The Importance of Backups (A Cautionary Block Recovery Tale)

Just wanted to share a quick story with everyone. As I was in the airport waiting to fly to Oracle OpenWorld this year, I noticed a flurry of emails indicating that part of our storage infrastructure for our standby production database had failed. Long story short, my co-workers did a brilliant job of stabilizing things and keeping recovery working. However, we ended up with more than a few block corruptions.

Using the RMAN command "validate database", we could then see the list of corrupt blocks in the v$database_block_corruption view. All that was needed was to run "recover corruption list" in RMAN, which will dig into datafile copies and backups to do what it can to repair or replace the corrupt blocks and then recover the datafiles. Of course, nothing is ever that easy for us!

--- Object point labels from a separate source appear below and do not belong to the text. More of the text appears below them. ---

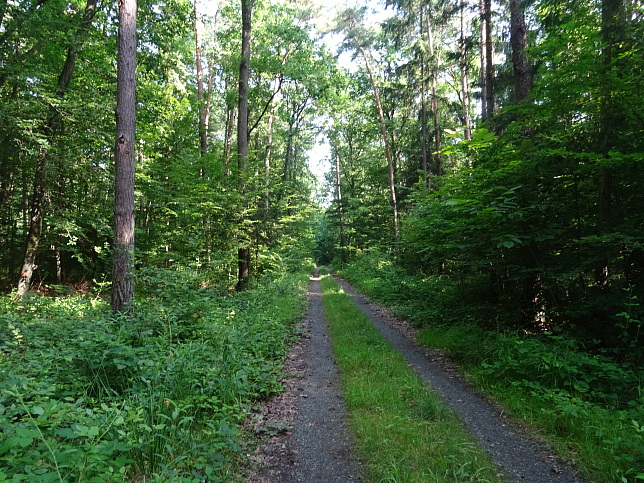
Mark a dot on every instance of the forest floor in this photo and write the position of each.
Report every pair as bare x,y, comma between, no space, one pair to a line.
309,440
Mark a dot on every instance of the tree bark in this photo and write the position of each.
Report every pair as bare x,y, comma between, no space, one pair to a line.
519,41
203,129
338,191
487,70
612,29
243,252
123,256
40,178
385,140
465,83
438,167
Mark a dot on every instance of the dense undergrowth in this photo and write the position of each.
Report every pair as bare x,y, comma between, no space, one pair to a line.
156,396
404,432
588,401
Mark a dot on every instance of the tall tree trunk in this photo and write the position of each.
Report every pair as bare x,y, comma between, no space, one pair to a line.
338,191
243,252
487,71
203,129
385,140
519,41
40,178
423,108
436,63
465,82
612,28
123,256
228,138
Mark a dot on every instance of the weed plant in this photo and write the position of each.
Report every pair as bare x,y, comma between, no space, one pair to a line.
157,396
584,400
404,432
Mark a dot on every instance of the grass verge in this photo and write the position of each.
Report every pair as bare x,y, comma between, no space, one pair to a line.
157,396
403,431
587,404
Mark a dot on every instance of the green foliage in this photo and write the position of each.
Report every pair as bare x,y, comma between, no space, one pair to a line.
159,395
404,431
587,400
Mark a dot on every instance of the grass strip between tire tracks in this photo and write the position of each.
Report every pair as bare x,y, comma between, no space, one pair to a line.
404,432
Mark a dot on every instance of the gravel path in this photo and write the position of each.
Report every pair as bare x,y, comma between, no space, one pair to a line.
318,449
522,459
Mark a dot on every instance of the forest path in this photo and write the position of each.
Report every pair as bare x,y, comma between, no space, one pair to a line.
319,447
520,456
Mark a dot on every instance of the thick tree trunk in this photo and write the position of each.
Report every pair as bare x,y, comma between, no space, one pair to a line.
40,178
243,252
123,256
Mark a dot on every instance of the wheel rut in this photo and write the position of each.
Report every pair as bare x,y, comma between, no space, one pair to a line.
319,447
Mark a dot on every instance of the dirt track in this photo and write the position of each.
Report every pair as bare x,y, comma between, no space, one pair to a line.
319,447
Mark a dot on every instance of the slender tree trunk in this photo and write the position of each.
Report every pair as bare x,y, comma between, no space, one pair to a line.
465,83
123,256
40,179
486,58
436,63
338,191
519,41
203,129
613,19
423,108
243,252
489,57
228,139
385,140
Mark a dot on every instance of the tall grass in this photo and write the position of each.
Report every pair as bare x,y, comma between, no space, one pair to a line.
404,432
588,404
158,396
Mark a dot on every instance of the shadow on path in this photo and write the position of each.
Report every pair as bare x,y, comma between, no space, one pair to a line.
522,459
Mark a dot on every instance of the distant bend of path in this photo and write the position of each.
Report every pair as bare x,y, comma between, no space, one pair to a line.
319,450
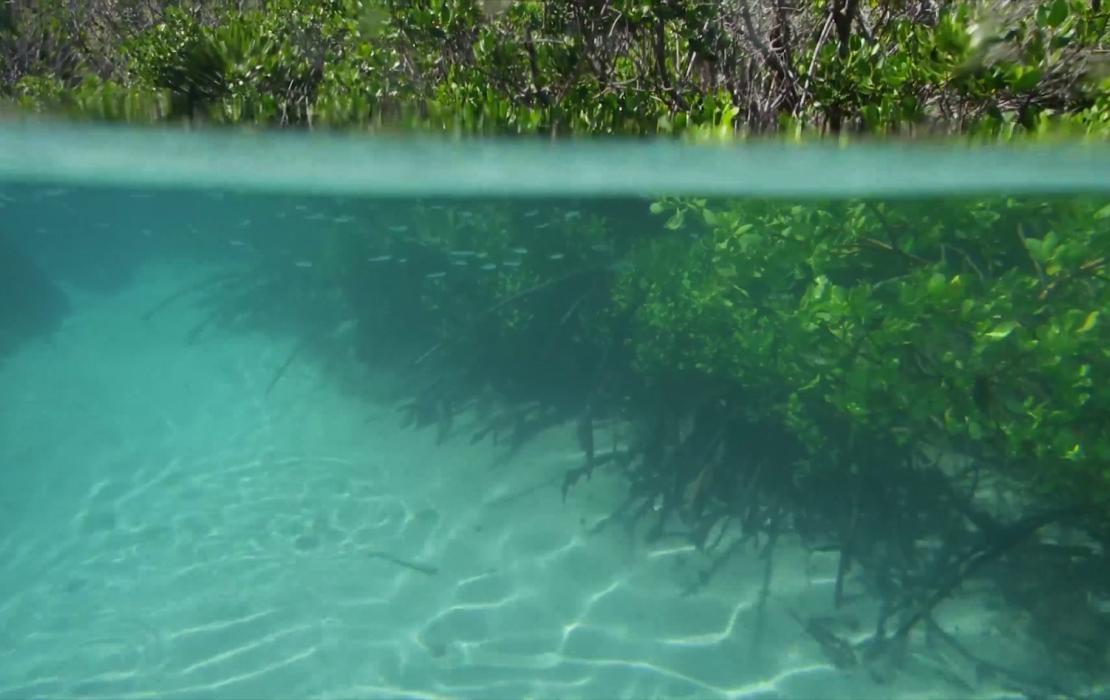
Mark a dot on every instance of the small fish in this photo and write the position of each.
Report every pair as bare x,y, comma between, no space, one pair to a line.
837,650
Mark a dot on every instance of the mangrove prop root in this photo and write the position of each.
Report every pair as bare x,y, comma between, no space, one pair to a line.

The storage we were writing our weekly backups to had been having problems and the latest weekly had failed. We ended up having to back 2 weeks into backups to get the datafile blocks and archivelogs to eventually complete the corruption recovery. I also immediately moved our backups to more reliable storage as well so that we're never in the situation of wondering whether or not we have the backups we need.

So, triple-check your backup plan, validate your backups and TEST RECOVERY SCENARIOS! You can't say your backups are valid until you use them to perform a restore/recovery, and you don't want to find out the hard way that you forgot something.